I happen to share the experience to shrugging off nicotine addiction. It was
very easy to get hooked [peer pressure played a role], and surprisingly hard
to get rid of. In my case, took a few weeks of fighting my body with reason.
From what I hear, opioid addiction is stronger, thus I'm having a really
really hard time believing that having over-the-counter opioids that anyone
can "try a few times" is going to be anything but a major disaster.

The best strategy for most people is to never use opioids. Simply not worth
the risk of ruining one's life for a very short time gratification. Given the
reality of rebellious teenagers / young adults, I'd much rather have no easy
legal path for opioids. Sorry, no opioids in a supermarket locker that you can
get by just showing your driver license. On the flip side, I believe we should
still crack down hard on dealers, to keep pressure on the supply side.

Which leaves us with the people caught in the opioid trap.
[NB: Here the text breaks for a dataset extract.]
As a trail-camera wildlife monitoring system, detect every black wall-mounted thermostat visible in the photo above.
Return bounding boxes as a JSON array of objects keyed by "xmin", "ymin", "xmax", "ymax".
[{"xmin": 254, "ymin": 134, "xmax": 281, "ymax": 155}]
While we already
fund addiction research, see
[https://www.drugabuse.gov/international/research-funding-
lan...](https://www.drugabuse.gov/international/research-funding-landing), we
probably could do more. We already have rehab clinics where at least some form
of palliative care is to be found, though we should seek to make rehab and
rehab clinics a better experience. Whether that includes availability of
drugs, I frankly haven't seen any relevant research indicating that's a good
idea, and I see some evidence [prescription abuse, see the original article]
that it is rather dangerous.

------
prklmn
This is peanuts compared what was going on in Florida several years ago
[http://www.bloomberg.com/news/articles/2012-06-06/american-p...](http://www.bloomberg.com/news/articles/2012-06-06/american-
pain-the-largest-u-dot-s-dot-pill-mills-rise-and-fall)

> Over 20M pills prescribed, wreaking havoc far beyond just Florida.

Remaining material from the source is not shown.